A retired Medford couple has filed a lawsuit against the city claiming the recent ordinance that gives police authority to ban troublemakers from downtown is unconstitutional.
Local lawyer Bill Mansfield previously warned the council he'd be filing the lawsuit because he thinks someone should receive due process before being banned.
"I said I was going to file it, and I had every intention of doing so," he said.
Mansfield represents Gary and Patricia Pound, who he says are local residents who don't support the city's position. The Pounds could not be reached for comment Wednesday.
The council's ordinance, approved May 4, allows police to ban someone in the town center for a number of offenses, including drunkenness, sex offenses, criminal mischief, graffiti, failure to control dangerous dogs, public urination, harassment, menacing and theft. Sleeping or camping in the downtown wouldn’t trigger the exclusion.
Mansfield said the ordinance violates free speech, free association and the right to travel and movement, referring to both the U.S. and Oregon constitutions.

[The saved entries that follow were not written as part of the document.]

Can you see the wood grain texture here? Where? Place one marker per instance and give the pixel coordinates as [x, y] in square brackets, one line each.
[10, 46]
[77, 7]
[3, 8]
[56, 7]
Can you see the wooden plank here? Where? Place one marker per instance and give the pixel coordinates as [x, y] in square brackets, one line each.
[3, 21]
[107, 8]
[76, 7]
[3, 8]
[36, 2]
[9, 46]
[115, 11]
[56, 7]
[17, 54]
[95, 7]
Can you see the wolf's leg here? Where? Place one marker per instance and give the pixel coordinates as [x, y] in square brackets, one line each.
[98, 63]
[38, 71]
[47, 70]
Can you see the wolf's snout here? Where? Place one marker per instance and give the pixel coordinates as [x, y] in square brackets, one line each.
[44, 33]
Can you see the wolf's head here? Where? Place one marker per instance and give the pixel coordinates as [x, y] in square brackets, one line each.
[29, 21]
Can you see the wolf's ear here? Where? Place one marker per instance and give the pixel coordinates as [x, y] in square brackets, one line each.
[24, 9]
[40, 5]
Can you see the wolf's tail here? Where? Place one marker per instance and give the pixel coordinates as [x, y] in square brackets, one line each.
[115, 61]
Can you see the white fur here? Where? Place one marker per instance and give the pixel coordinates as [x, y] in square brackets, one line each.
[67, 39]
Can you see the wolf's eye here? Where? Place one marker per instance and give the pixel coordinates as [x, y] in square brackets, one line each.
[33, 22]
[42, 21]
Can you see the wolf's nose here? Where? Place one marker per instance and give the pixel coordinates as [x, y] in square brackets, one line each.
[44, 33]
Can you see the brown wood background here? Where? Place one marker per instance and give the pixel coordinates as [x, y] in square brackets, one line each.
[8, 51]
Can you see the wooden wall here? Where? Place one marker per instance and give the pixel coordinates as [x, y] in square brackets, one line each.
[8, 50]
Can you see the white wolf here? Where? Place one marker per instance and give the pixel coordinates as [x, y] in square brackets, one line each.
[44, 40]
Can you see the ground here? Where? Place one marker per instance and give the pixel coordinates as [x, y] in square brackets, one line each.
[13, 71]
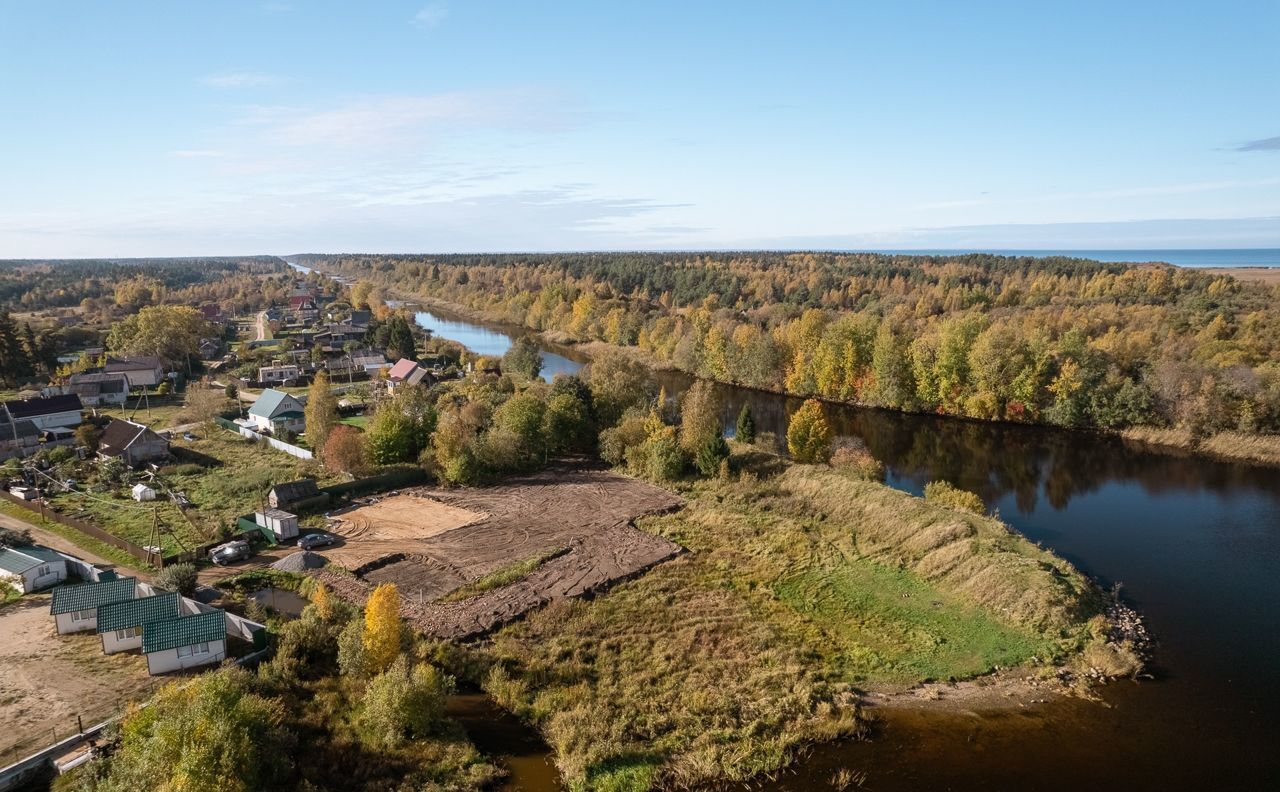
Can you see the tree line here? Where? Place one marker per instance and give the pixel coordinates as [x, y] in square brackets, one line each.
[1054, 340]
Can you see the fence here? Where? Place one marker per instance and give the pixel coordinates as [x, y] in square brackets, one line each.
[96, 532]
[301, 453]
[391, 480]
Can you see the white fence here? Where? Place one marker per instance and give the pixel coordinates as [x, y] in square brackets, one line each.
[301, 453]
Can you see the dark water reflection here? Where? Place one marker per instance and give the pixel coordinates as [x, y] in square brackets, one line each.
[1194, 541]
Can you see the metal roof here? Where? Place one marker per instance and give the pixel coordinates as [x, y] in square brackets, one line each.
[92, 595]
[184, 631]
[137, 613]
[274, 402]
[26, 557]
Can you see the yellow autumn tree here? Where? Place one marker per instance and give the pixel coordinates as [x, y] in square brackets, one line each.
[382, 636]
[323, 601]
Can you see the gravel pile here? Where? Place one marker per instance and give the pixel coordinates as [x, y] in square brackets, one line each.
[300, 562]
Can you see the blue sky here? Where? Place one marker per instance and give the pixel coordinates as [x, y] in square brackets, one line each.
[218, 127]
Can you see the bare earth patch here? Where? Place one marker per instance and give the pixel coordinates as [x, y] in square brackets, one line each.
[586, 511]
[48, 680]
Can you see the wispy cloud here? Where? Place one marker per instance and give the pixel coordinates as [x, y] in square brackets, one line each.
[391, 119]
[430, 15]
[197, 152]
[1267, 143]
[241, 79]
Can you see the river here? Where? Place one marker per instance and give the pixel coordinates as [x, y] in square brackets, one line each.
[1194, 541]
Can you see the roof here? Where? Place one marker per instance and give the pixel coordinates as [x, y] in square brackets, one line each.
[132, 364]
[274, 402]
[26, 557]
[184, 631]
[296, 490]
[23, 429]
[92, 595]
[402, 369]
[136, 613]
[120, 435]
[30, 408]
[278, 514]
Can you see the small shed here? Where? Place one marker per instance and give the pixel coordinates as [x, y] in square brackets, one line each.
[295, 495]
[74, 608]
[31, 567]
[280, 522]
[122, 623]
[184, 642]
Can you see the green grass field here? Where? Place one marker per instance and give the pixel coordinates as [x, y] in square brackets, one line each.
[803, 586]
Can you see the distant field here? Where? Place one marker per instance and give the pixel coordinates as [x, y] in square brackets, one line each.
[1257, 274]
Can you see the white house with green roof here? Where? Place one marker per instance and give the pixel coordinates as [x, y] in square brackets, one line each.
[76, 607]
[277, 410]
[184, 642]
[123, 623]
[31, 568]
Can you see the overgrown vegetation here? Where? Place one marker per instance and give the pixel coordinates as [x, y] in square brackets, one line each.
[803, 584]
[297, 723]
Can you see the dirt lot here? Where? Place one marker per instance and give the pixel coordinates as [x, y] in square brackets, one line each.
[48, 680]
[586, 511]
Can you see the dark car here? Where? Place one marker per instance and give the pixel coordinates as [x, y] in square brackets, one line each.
[231, 553]
[316, 540]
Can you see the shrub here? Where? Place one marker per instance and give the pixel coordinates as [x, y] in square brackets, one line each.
[178, 577]
[809, 435]
[403, 701]
[944, 494]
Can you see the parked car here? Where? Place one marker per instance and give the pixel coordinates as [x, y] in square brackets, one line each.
[316, 540]
[231, 553]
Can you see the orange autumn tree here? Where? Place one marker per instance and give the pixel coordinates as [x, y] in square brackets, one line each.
[383, 628]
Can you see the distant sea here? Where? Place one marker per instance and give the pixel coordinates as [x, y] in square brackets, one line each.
[1266, 256]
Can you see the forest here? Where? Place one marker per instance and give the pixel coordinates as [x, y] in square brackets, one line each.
[39, 284]
[1056, 340]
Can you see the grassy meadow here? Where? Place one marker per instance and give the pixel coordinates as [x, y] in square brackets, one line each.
[803, 586]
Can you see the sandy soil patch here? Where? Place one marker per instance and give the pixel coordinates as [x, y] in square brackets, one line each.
[48, 680]
[588, 511]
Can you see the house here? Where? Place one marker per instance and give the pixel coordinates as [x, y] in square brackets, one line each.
[209, 348]
[406, 372]
[184, 642]
[133, 443]
[283, 372]
[46, 412]
[277, 410]
[18, 438]
[280, 522]
[31, 567]
[122, 623]
[76, 607]
[99, 388]
[140, 371]
[296, 495]
[368, 360]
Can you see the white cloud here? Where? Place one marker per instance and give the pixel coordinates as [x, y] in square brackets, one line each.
[196, 152]
[241, 79]
[407, 119]
[430, 15]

"They (the city) are also making the mistake of banishing the people before a due process hearing," Mansfield said. "That was a real mistake on the part of the drafters." He said the "mistake" violates the due process clause of the 14th Amendment of the U.S. Constitution.
Mansfield has filed a similar lawsuit against the city of Ashland and is planning to file one against the city of Talent if it approves a similar ordinance.
He said the Pounds haven't been excluded from downtown but should still have legal standing to pursue the lawsuit against the city for a number of reasons, including that they live in Medford, Mansfield said.
Medford police say they haven't yet excluded anyone from downtown under the new ordinance, though they did exclude someone from Alba Park recently. The new exclusion zone is similar to one that already existed for city parks, where violators of local laws can be banned for up to 180 days. About 100 people are excluded from Medford parks under the previous ordinance.
When the council approved the downtown exclusion zone, some councilors and audience members were concerned that it is directly targeting the homeless, who have been hanging out in Alba Park.
Downtown business owners have expressed concern about the large presence of homeless people, as well as drunken behavior.
Mansfield's suit doesn't mention the homeless issue, and other councilors have taken pains to point out that the ordinance doesn't mention the homeless.
Councilor Kevin Stine, who joined Councilor Kay Brooks in voting against the exclusion ordinance, said, "We cannot comment on any pending legal matters."